The following is the log replay for the sophomore time:
"The topic extends to the K -order,

kThe order Fibonacci sequence, 1 order (i.e.k=1):1,1,1,1,1,1,1、......

a0=a[1-1]=1,a1=1,a2=1,a3=1,a4=1,a5=1,a6=1 ...

3Order (k=3):0,0,1,1,2,4,7、、、、、

A0=0,a1=0,a2=a[3-1]=1,a3=0+0+1=1,a4=0+1+1=2,a5=1+2+4=7

4Order:0,0,0,1,1,2,4,8, the, -...

a0=0,a1=0,a2=0,a3=a[4-1]=1,a4=1,a5=2,a6=4 ... a[8]=1+2+4+8=15 ...
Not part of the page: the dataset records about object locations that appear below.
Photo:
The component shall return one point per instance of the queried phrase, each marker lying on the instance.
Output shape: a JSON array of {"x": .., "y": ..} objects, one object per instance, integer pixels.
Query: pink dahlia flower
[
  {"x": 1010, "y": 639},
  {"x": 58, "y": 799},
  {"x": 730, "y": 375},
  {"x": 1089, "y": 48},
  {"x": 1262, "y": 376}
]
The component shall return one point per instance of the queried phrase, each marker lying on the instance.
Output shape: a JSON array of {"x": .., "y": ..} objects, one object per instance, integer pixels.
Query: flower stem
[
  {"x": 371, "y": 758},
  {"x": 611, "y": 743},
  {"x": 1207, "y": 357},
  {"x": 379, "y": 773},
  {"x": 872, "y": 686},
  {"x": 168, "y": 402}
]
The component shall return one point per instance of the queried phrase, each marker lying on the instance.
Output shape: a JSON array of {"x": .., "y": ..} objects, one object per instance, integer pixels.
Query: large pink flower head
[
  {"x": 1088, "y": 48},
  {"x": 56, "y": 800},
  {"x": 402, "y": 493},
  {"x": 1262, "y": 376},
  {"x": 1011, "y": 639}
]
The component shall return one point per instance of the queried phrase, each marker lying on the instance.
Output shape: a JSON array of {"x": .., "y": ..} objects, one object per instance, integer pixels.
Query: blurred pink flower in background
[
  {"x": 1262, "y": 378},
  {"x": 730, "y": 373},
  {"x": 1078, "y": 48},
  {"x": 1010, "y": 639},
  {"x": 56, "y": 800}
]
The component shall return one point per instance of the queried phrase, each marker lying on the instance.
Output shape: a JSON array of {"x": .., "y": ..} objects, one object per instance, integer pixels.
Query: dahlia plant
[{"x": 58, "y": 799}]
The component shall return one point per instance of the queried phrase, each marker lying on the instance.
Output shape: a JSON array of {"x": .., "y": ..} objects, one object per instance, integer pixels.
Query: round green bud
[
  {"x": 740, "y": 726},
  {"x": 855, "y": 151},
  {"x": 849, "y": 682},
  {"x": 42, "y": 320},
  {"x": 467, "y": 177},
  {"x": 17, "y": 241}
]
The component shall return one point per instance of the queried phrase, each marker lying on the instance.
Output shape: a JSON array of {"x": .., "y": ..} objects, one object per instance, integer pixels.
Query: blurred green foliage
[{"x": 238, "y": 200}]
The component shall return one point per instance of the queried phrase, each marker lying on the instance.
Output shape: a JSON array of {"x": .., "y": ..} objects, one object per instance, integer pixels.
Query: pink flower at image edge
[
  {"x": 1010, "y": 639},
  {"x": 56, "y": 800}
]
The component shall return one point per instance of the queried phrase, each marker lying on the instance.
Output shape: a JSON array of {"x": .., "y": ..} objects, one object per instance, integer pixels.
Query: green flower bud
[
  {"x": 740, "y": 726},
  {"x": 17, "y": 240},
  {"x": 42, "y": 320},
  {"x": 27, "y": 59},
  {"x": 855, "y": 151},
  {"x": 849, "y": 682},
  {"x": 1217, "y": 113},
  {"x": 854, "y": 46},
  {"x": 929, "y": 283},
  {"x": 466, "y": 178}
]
The problem is generalized and it can be seen that:

k-2 0 ;

Section k-1 the value of the item is 1 ;

Sectionkto the2k-1the value of the item is2of theNThe Second party (also the formerkitems and But at the same time with2of theNThe same as the second-party value);

Section 2k The value after the item is the previous k items and;

Web-based method of ' recursion ', and only correspondence 2 step, not extended to K step, the younger brother also skilled ' recursion ', or continue to use the order method.

c

Status fibonacci (int k, int m, int &f)/*  the value of item m of the K-order Fibonacci sequence f     */{ int a[100],i,y,z=0;     /* defines an array with an element number of 100. */ if (k<=1| | M&LT;0) return error;    /* returns an error warning */ else if (m<k-1) If the input parameter is not canonical f=0;       /* constant equals data segment processing */ else if (m==k-1) f=1; else if (m<=2*k-1) F=pow ( 2,M-K);     /* two-segment processing */ else                   /*k stage processing, time complexity */ { for (y=0;y<k;y++)        /* assigns a value */ a[y]=pow (2,y) to the K array element with a for loop;  for (i=2*k;i<=m;i++)  { &NBSP;A[K]=0;&NBSP;&NBSP;&NBSP;&NBSP;&NBSP;&NBSP;&NBSP;&NBSP;&NBSP;&NBSP;&NBSP;&NBSP;&NBSP;&NBSP;/*A[K] */ for (y=0;y<k;y++)       /* embedded in the For loop body inside the For loop body */ { a[k] Each time the loop is cleared 01 times =a[k]+a[y];        /* K-Item plus */ }   a[z]=a[k];   /* Each move to the value of the smallest element of the eradication, change to the maximum value, do not have to assign a value, save a large amount of time, again added "output A[K] value" can achieve the first m-k and output */  z++;       /*z each time you add 1, make sure to overwrite the smallest item with the largest item of the top K item */  if  (z==k) z=0;  /* when z==k, Z zeroing */  }   f=a[k];      /* output: The value of item m of the K-order Fibonacci sequence number F */ } return  ok;}

The following is an optimized algorithm that has a faster processing time in the Obline judge.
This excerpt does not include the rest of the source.